Skip to content

Document Processing Pipelines

Adam Hooper edited this page Jul 17, 2017 · 5 revisions

Where to start? How about ImportJob: our progress-reporting mechanism. No matter how you upload files, Overview can always tell you:

  • The DocumentSet the files will go into. (Overview always creates a document set first and adds files to it second.)
  • Progress-reporting information: a way to set the user's expectations.

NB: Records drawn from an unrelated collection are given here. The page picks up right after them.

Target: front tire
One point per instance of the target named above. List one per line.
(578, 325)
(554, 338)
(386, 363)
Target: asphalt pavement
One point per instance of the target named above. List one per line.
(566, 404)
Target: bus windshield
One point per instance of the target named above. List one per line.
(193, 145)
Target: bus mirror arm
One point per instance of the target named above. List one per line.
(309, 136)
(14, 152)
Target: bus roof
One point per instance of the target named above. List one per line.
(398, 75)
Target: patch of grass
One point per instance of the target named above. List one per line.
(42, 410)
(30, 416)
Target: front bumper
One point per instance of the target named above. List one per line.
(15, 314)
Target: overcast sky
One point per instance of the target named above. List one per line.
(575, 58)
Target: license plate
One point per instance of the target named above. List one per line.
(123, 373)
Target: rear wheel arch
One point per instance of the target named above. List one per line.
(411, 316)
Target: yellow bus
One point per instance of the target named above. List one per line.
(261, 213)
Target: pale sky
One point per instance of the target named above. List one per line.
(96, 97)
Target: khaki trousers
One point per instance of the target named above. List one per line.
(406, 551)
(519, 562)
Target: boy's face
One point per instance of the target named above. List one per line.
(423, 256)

Beyond that, our import pipelines have a bit in common:

  • Every pipeline creates Document objects.
  • Documents are always generated in Overview's "worker" process (as opposed to its "web server" process).

What We're Generating

Each import pipeline creates Documents. Document data is stored in a few places:

  • Most document data is in the Postgres database, in the document table. In particular, document text and title (which Overview generates within these pipelines) and document notes and metadata (which the user provides) are stored here.
  • Tags are in the tag table, and document-tag lists are in the document_tag table.
  • Processed uploaded files are Files, with metadata in the file table and file contents in BlobStorage (Amazon S3 or the filesystem). Alongside each uploaded file is a generated PDF file Overview lets the user view.
  • When the user chooses to split by page, Overview generates a PDF per page for the user to view: that's in the page table and in BlobStorage.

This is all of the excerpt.